How many of you have looked at CDs of older material and saw that they are labeled as ‘remastered’ or ‘digitally remastered’? I know when I first started seeing this, I wasn’t sure exactly what that meant. I understood the mastering process, but ‘remastered’? I’ve attached below a Wall Street Journal article that gives a short and relatively simple explanation:
When ChurchHouse Productions studio first began doing business, we used to send our completed mixes out to be mastered at other studios. This can be quite an expensive proposition. We now do all this work in house. Our mastering capabilities were greatly enhanced when our ‘Master Of Mastering’ (and all other things recording) Barett Krause joined the fold at ChurchHouse. He sent this link to me and I wanted to share it with you.

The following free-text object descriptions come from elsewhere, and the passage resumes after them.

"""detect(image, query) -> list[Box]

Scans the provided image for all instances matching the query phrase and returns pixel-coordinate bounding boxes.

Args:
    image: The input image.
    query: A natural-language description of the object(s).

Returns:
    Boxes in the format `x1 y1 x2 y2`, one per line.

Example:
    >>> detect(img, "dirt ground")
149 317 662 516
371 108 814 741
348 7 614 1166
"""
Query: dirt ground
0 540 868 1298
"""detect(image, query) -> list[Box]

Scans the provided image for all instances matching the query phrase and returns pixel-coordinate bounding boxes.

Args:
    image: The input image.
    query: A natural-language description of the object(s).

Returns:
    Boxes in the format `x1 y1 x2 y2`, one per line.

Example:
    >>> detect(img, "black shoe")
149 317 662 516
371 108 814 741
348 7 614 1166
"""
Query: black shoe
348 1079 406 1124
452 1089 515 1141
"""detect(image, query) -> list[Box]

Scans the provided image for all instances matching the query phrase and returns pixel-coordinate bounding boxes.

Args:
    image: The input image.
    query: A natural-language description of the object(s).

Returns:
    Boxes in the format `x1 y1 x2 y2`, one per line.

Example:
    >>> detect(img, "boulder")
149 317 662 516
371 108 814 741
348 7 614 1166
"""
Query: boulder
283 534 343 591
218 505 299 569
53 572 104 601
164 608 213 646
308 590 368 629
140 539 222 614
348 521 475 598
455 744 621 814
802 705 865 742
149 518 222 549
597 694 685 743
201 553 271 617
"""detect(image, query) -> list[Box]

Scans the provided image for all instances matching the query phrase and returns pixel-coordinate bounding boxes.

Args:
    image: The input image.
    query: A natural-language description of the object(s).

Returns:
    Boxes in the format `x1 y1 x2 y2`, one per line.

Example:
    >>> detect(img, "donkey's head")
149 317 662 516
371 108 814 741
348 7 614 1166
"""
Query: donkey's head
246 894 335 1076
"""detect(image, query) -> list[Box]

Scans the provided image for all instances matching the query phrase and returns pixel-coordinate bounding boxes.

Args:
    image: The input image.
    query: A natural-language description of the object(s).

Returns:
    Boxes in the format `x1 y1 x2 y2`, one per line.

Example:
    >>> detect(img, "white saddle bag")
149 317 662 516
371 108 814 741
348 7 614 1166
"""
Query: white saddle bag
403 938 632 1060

basicly we are leaving a remastered music up to anothers ear in theory it sounds great.But I thing it might just take away what some artists want you to feel, like the concert feel or a joe walsh sound w/the James gang its totaly different from the sound from when he was w/ the eagles
Indeed. That’s where we have a difference between a good remastering engineer and a bad one. The good ones go back to the original multi-track tapes and mixes. They ‘clean up’ hiss and noise and change it a bit to fit the digital format. The idea would be to leave the ‘feel’ of the song as it was. Otherwise you are, in essence remixing the song.